I make a grab for it, and I really must look like a wild animal, because Jude looks scared out of his mind right now. Even so, he holds it out of my reach.

“That’s enough for one day,” he says quietly.

He knew it was her.

All of them freaking knew.

They’d seen her photos plastered all over the news for years on end. Every single one of them. Jude, Skye, Spencer, Lou, Miki. All of them. All my assistants, every single person on the crew. Even Pooh knew about her probably. That’s why they were all so careful of her. So freaking good to her. Every single one of them is a good person—but the way they embraced her… It was special, I could see that. And it was because they knew their story.

They all became her personal bodyguards, without having to say a word. And Jude… He just adopted her from the first moment, didn’t he? He became her friend instantly. More than her friend, her brother. He kept anticipating her every need as if he had been freaking hired to do it.

And I was a complete and utter jerk to him.

He must have thought me a monster, all of them must have. How could they have imagined I didn’t know Eden was Edie? I just…

I don’t speak. I try to move my mouth, but nothing comes out. I open my hand, waiting for the phone.

“Isaiah, I can’t… I can’t let you watch this,” Jude says brokenly. “I need you to stop now.”
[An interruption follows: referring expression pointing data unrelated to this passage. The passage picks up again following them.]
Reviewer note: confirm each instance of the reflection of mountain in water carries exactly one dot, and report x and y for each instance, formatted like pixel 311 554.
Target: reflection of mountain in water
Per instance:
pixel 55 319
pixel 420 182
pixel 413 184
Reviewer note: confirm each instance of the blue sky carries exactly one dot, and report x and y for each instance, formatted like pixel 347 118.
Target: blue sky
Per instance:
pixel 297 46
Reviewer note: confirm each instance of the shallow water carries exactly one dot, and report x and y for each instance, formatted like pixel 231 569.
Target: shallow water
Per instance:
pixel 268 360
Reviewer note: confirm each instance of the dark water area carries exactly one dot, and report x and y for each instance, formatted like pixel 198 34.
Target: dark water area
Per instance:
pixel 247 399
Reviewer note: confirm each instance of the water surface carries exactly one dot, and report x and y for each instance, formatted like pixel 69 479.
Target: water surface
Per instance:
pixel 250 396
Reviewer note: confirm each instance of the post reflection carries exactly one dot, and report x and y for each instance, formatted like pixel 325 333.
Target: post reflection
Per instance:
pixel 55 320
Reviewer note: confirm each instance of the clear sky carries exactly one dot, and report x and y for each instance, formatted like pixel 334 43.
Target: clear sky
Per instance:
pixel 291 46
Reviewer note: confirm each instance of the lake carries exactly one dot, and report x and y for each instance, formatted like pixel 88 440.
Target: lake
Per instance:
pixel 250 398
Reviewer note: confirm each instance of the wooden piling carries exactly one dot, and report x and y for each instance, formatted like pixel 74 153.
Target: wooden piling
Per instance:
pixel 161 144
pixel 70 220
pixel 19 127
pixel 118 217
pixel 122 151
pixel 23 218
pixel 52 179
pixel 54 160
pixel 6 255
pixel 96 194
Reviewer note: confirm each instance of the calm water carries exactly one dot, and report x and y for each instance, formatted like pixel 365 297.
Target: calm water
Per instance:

“Give me the phone, Jude.”

When he doesn’t, I somehow find the strength to lunge over and take it from him. I quickly connect it to the plasma screen in the room and press play–this time, there’s no stopping it.


Jude does something even worse than trying to take the phone away from me: he stays. He stays on the floor next to me and watches Eden’s story unfold on the huge screen with me.

The reporter keeps repeating the stuff about how Solomon dyed Eden’s hair black when she was four months old, as if he himself can’t believe it. Then he drones on about how this messed up her scalp and her skin. He explains that another weapon in the psychological warfare Solomon used on her was to make her eat out of a cat’s litter food container, and not allow her to eat any normal fun kid foods or watch TV, or even have gum.

Gum.

Gum.

If I thought I had been broken by what I’ve watched and heard this far, I hadn’t been. This. This is what breaks me.

Gum.

“Gum,” I murmur.

“Pardon?” Jude says in a small, careful voice. He’s afraid I’ll break, but there’s nothing to be afraid of: I’m already broken. Shattered. Destroyed.

I remember now, and it’s killing me when I’m already dead.

One day I had gum with me at school, and I offered her some. The stupidest, most mundane thing. I didn’t even remember that day until the reporter mentioned ‘gum’. But that day at school, when I offered it to her, she had just looked at it and said:

‘What’s that?’

I had laughed, thought she was being funny. She was—is—funny, and witty and so smart I always feel like an idiot next to her. Well, I am.